情景295【夏が過ぎたあと】
仕事上がりに、たまたま気づいてしまった一通のダイレクトメッセージのせいで、相方の宅飲みに付き合う羽目となり、気がつけば夜半過ぎ。相方は頬を赤らめ、上機嫌で大人しい。寝間着と私服の中間みたいなユルい格好で、片膝立ててちびちびと、小さなタンブラーに注がれた赤ワインを口に通す。にょろりと柔軟に立ち上がったかと思えば、部屋の窓を開けていた。後ろから見てわかるくらい、長い髪の先がゆるくカールしていて、それが空気の流れに乗る。外は、
鈴虫の音が、冷ました風のように心地いい。
彼女の背中に尋ねた。
「涼しいのかい」
「まァ——そうだね」
ぬるい風に、一瞬ひんやりとした風が混じる。
彼女の肌は透き通って白く、抱き寄せれば折れそうなほどに頼りなく見えた。ただ、触れてみれば柔らかい。伝ってくる熱は、体に漲る生気を
「夏は、どこへ行ったのかな」
網戸の向こう。影を落とす外の黒を眺めていた。
「消えたんじゃないかな」
すると彼女の背中は、
「夏はいやだよ。

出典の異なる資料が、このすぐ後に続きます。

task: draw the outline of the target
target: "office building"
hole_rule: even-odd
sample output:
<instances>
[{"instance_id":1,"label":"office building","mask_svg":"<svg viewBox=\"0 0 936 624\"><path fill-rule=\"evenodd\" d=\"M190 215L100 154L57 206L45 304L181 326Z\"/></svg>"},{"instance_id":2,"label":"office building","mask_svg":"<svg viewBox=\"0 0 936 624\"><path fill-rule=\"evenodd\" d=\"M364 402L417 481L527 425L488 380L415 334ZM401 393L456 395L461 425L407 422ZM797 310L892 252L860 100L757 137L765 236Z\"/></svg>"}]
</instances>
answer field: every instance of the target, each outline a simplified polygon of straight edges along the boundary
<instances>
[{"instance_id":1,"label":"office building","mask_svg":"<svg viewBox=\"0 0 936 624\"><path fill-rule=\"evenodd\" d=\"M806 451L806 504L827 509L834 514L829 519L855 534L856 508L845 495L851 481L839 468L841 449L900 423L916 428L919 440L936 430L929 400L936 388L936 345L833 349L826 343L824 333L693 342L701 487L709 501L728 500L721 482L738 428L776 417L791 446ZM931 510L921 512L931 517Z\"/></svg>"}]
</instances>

暑くて何もできやしない」
と、言う。
「今は?」
「好きだよ」
それから、くしゃみをした。
「……もう冬だっけ」
「まだ、秋だと思うけど」
「どうだろう。最近は、あってないようなものだから」
そよいでくる夜風は、部屋の、生ぬるい凝った空気をかきまぜていく。
「——秋もいいねぇ」
こちらに体半分だけ振り返った。そして、ほくそ笑む。
彼女の片手に収まるワインの濃い赤が、暗い夜の奥深くで鈍く輝いているように見えた。